At that point I'd seen too much and had sat wasting 20 minutes of my life waiting for other people to finish. I flung my bag over my shoulder and marched up to my teacher and told him bluntly "I'd planned on actually following your instructions, but I guess I'm the only one so I give up." And I thrust my paper into his hand, spun on my heels and let the door shut hard behind me.

Today, a week later, having already completely lost respect for my teacher and my entire class, I was back in class, against my better judgement, and I really hate it when I'm right sometimes, but today was another clear reminder of why I might finally, truly, be ready for college to be over. As my teacher handed back last weeks quiz (which I would like to point out I got a 100% on), people continued to trickle in 15, 20, and eventually 30 minutes late. I mean really? at that point, is there a point?

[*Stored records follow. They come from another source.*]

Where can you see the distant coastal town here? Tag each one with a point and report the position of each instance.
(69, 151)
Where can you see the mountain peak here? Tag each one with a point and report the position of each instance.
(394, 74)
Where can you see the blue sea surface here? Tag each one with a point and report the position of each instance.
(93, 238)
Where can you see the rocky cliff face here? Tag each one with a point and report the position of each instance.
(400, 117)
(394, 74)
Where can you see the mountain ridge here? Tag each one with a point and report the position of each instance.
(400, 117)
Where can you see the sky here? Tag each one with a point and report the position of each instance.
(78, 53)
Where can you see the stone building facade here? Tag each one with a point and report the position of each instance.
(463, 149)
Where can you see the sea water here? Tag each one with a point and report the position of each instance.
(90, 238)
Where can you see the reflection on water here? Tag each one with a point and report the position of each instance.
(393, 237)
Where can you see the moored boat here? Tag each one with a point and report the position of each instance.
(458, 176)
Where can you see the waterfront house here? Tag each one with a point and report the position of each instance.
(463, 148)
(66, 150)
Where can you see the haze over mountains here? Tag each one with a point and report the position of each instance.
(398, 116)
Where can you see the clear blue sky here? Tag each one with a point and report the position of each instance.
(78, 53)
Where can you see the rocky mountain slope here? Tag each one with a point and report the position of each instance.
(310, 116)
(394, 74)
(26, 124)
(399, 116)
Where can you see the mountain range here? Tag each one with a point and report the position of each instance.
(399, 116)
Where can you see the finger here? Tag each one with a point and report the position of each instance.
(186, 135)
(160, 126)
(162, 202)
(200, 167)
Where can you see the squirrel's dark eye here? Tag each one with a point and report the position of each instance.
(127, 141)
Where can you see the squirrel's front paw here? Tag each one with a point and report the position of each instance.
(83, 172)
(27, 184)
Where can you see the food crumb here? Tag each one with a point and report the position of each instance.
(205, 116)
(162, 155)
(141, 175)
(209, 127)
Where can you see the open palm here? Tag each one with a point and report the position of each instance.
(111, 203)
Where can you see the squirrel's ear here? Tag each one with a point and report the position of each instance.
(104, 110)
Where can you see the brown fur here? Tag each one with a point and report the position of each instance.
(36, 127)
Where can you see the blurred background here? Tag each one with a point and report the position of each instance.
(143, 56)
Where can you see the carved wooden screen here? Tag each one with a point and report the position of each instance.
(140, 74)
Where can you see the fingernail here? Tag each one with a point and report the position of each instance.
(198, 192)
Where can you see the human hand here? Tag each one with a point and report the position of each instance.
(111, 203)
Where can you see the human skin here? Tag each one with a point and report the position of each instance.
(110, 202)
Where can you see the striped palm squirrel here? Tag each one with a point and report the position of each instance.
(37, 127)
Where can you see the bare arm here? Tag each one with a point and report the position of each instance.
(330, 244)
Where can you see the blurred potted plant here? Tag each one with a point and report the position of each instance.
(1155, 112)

And once the few who came where there everyone was crumpling and tearing papers, whispering among themselve, playing with thier fake-blonde cheerleader ponytails, doing homework from other classes, and I wondered if I was the only one even listening. I don't know how my teacher can talk for 2 hours to a bunch of wandering eyes. I couldn't even stand to be among them and I couldnt focus amidst their chorus of distractions.

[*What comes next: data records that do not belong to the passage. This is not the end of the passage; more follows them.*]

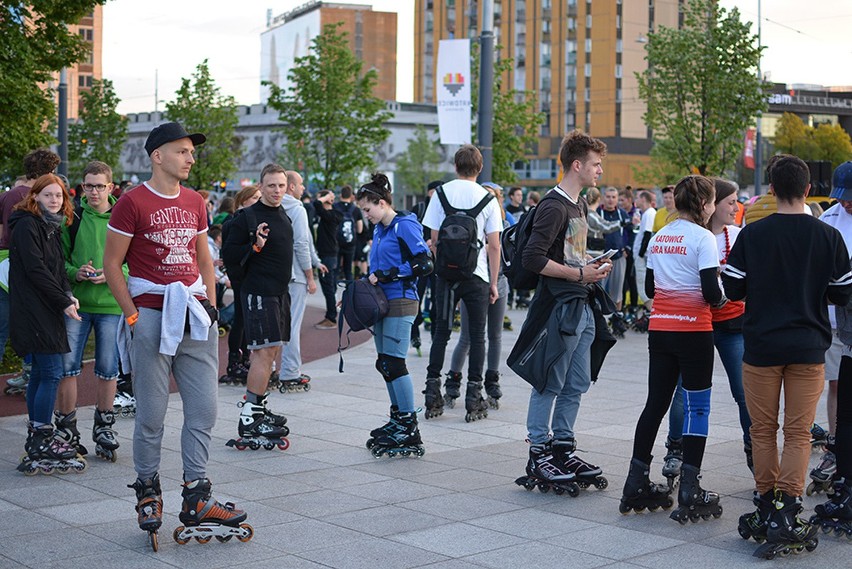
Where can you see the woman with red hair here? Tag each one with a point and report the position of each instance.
(40, 299)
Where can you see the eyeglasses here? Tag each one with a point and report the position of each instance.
(95, 187)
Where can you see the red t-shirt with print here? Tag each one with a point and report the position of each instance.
(164, 230)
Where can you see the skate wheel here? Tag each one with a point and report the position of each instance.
(177, 537)
(249, 533)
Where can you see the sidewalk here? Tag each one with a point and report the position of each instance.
(326, 502)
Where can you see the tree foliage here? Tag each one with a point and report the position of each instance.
(100, 132)
(701, 88)
(825, 142)
(420, 163)
(201, 107)
(34, 44)
(333, 123)
(516, 120)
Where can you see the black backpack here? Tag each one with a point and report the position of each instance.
(458, 240)
(346, 229)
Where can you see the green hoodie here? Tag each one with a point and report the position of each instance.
(89, 245)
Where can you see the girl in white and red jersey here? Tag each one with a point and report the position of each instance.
(682, 278)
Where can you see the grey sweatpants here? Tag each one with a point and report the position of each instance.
(194, 366)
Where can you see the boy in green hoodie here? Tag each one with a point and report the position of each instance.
(83, 242)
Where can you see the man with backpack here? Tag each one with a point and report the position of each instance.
(351, 225)
(466, 223)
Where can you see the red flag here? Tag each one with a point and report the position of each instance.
(748, 150)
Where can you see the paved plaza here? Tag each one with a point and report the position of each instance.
(326, 502)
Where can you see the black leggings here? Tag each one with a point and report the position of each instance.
(673, 354)
(843, 432)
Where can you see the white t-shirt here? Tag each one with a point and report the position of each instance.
(463, 194)
(647, 224)
(837, 217)
(676, 254)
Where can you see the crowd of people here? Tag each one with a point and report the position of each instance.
(149, 273)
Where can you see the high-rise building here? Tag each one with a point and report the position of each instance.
(371, 35)
(81, 75)
(579, 58)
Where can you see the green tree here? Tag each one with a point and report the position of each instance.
(333, 123)
(516, 121)
(201, 107)
(34, 44)
(701, 88)
(419, 164)
(100, 132)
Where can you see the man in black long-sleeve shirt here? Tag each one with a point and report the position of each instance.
(328, 251)
(264, 248)
(785, 265)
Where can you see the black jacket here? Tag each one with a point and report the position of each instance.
(39, 290)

Sitting there, suddenly I had the thought that they all seemed so immature and I suspected them all of being sophomores, maybe juniors, but I hope not seniors, by the age of 21 or 22 you should know how to act. For the first time it makes me excited to graduate, eager to carve out a niche for myself in the adult world. I long to find a plce rich in respect, competency, ambition and purpose, all of which I feel are lacking here in college with my "peers". Becuase no matter how serious of a student I am I am still lumped in classes with the slacker 5 year freshman fratboy who smells like a bong, and the ditzy slut who slept with the Deam to get in and see class as a way to meet and corner her next sugar daddy. Yeah, maybe... just maybe, it is time to get the hell out of here.

I left class early again tonight at 8, because this is more than senioritis, this is distast.